Sen. Marco Rubio (R-Fla.) is reconsidering moving ahead with his alternative DREAM Act proposal in the wake of President Obama’s decision to halt deportations for certain undocumented youth.
[A Rubio] aide, who spoke on condition of anonymity, said the senator is re-evaluating a path forward after the president announced Friday that some young undocumented immigrants will no longer be deported if they meet certain requirements, which largely align with the Dream Act. Rubio had planned to introduce a bill that would grant temporary legal status to many of the same undocumented immigrants, and, like the Obama administration, would give only temporary relief from deportation without a special pathway to citizenship.
CBS first reported on Friday that Rubio was reconsidering his plan for the legislation. The Rubio aide confirmed to HuffPost that the senator may not introduce his bill because he believes the politics are now more difficult.
The aide added that the announcement has taken some urgency out of the need for legislation to help young undocumented immigrants.
Though some have raised questions about the temporary nature of Obama’s policy change, this report underscores its political savvy.
Rubio’s effort to draft an alternative DREAM Act had earned him positive headlines and a golden opportunity for Republicans to put Obama on the defensive on immigration; an April 2 Washington Post story proclaimed that “Marco Rubio’s alternative DREAM Act a challenge for Obama on illegal immigration.”

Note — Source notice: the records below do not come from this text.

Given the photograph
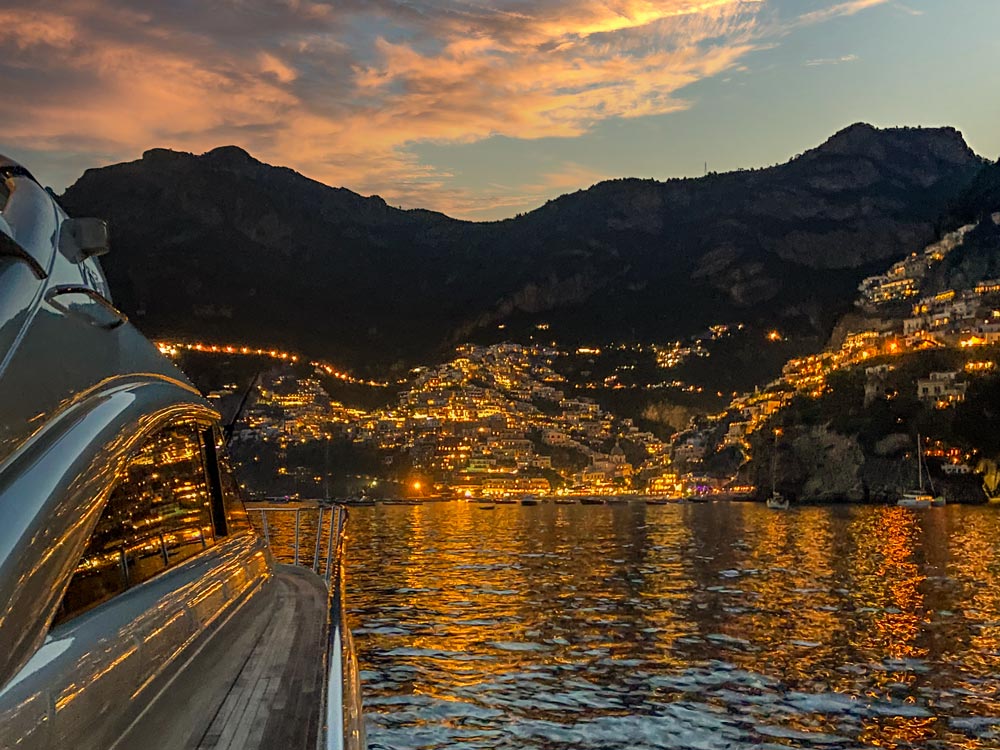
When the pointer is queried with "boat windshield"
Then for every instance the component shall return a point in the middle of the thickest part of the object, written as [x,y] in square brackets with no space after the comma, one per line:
[28,219]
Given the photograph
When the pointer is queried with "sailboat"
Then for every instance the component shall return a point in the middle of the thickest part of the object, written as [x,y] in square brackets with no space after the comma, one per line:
[920,498]
[990,472]
[776,501]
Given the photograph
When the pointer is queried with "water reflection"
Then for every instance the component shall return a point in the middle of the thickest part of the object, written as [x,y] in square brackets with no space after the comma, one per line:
[688,626]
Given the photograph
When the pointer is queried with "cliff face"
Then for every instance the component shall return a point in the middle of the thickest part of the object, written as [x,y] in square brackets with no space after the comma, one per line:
[222,245]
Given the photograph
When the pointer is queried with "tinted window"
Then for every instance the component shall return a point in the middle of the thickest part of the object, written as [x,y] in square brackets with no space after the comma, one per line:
[156,517]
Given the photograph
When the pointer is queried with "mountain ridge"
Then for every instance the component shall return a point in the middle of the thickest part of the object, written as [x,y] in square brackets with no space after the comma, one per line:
[218,244]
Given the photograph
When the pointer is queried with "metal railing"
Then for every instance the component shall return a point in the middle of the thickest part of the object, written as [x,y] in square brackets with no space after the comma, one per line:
[323,520]
[341,719]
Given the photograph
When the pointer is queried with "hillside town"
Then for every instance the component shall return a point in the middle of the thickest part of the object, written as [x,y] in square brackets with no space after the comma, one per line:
[500,420]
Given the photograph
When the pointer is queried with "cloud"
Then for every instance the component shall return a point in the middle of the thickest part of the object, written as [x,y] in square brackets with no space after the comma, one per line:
[831,60]
[342,91]
[846,8]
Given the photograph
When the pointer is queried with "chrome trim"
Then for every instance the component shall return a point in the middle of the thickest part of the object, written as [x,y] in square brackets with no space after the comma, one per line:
[9,248]
[56,291]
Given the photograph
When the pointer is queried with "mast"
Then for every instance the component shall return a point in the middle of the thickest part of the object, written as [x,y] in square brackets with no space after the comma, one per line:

“The plan puts Obama in a box. Democrats are reluctant to see Rubio’s efforts as anything other than a political gambit to repair his party’s tarnished image with Hispanics and boost his own profile as a potential vice-presidential pick or future White House contender,” wrote the Post’s Peter Wallsten. “But if Obama does not at least try to work with Rubio, he could risk losing a centerpiece of his appeal to Hispanic voters — that he is their fiercest ally in Washington and that the GOP is to blame for lack of action on fixing the country’s immigration ills.”
By taking executive action, Obama essentially co-opted Rubio’s proposal and virtually erased the possibility of being boxed in before November. It’s important to note that Rubio, who criticized Obama for circumventing Congress, hasn’t actually decided to scrap his proposal. But Obama’s move looms as a political disappointment for the senator who is looking to raise his national profile.